Remove the High-Speed Spin from PureYield™ Plasmid Preps

Introduction

The PureYield™ Plasmid Midiprep System (Cat.# A2492) provides a rapid method to purify 100–200μg of plasmid DNA from 50ml of bacteria culture. Plasmid DNA can be purified in as little as 30 minutes with the vacuum protocol, greatly reducing the time spent on purification compared to other DNA-binding matrix methods. The PureYield™ Plasmid Maxiprep System (Cat.# A2392) allows purification of up to 1mg of plasmid DNA from 250ml of bacterial culture in approximately 60 minutes.
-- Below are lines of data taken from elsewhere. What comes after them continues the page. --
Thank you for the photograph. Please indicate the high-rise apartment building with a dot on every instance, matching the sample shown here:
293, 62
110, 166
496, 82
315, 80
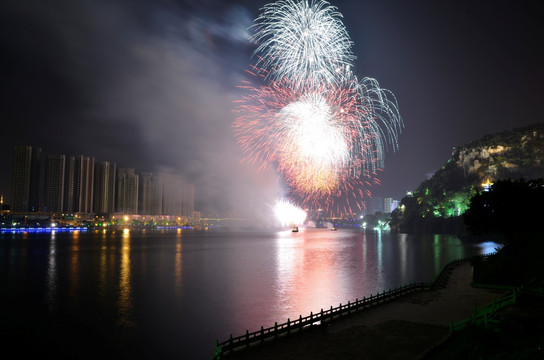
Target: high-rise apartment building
25, 179
104, 188
127, 191
188, 201
69, 184
172, 194
144, 193
54, 183
83, 184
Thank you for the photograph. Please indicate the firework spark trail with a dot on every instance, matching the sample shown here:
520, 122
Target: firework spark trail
297, 37
324, 130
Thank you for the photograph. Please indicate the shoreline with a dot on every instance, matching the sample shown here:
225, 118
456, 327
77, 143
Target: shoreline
404, 328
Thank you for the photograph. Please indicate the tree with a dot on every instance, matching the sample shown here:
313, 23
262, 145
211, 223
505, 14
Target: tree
513, 209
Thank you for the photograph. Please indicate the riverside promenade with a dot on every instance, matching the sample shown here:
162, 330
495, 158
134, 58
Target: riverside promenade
404, 328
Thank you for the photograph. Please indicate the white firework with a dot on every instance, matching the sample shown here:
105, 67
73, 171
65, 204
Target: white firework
303, 37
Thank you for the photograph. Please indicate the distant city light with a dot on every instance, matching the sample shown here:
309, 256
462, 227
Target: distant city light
289, 214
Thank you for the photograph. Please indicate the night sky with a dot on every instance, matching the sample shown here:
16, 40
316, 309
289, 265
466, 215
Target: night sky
151, 84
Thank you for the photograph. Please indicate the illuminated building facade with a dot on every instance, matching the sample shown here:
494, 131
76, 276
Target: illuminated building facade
55, 176
25, 179
104, 188
127, 191
79, 185
83, 184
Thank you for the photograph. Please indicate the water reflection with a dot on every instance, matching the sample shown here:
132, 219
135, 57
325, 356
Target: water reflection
51, 281
74, 266
125, 287
179, 265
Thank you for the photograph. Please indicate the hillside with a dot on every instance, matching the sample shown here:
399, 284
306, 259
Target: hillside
437, 203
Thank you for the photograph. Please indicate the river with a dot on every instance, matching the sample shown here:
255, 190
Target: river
172, 293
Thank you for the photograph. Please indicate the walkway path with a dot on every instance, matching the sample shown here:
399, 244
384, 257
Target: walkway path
404, 328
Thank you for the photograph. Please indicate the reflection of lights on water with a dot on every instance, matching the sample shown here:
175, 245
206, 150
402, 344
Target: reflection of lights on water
489, 247
288, 214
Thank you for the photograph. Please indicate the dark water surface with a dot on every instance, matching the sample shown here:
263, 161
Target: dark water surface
171, 294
For best performance, the standard protocols for the PureYield™ Plasmid Midiprep and Maxiprep Systems require a high-speed centrifugation to clear cell debris before passing the lysates over the nested PureYield™ Clearing and Binding Columns⁽¹⁾ . We tested various easy-to-get materials to filter the lysate and eliminate the need for the high-speed centrifugation.

Methods

E. coli JM109 containing moderate- (pGEM®-3Zf(+), Cat.# P2271) or high-copy-number plasmid (pGL3-Control Vector, Cat.# E1741) were cultured in LB medium supplemented with 100μg/ml ampicillin at 37°C overnight. Cells were pelleted by centrifugation at 5,000 × g for 10 minutes. Bacterial pellets were processed immediately or stored at –20°C for later use (fresh and frozen pellets gave comparable yields, data not shown). Plasmid was purified using the Vac-Man® Laboratory Vacuum Manifold (Cat.# A7231) and standard PureYield™ Plasmid Midiprep protocol⁽¹⁾   or PureYield™ Plasmid Maxiprep protocol⁽²⁾ or using a protocol with a modified lysate-clearing step. For the PureYield™ systems, lysates were cleared by centrifugation at 15,000 × g for 15 minutes. In the modified protocol, this centrifugation step was replaced with filtration through one of the following materials: cheesecloth, gauze or coffee filter. In a single step, lysates were decanted through the indicated material and applied to the PureYield™ columns on the vacuum manifold. The Eluator™ Vacuum Elution Device (Cat.# A1071) was used to elute.

Results

PureYield™ Plasmid Midiprep System

The standard protocol for the PureYield™ Plasmid Midiprep System removes cell debris by centrifugation at 15,000 × g for 15 minutes before adding the cleared lysate to the PureYield™ Clearing and Binding Columns. We tested different filtration methods to remove cell debris from the neutralized cell lysate in place of the centrifugation step. Table 1 lists average DNA yield and purity.

Table 1.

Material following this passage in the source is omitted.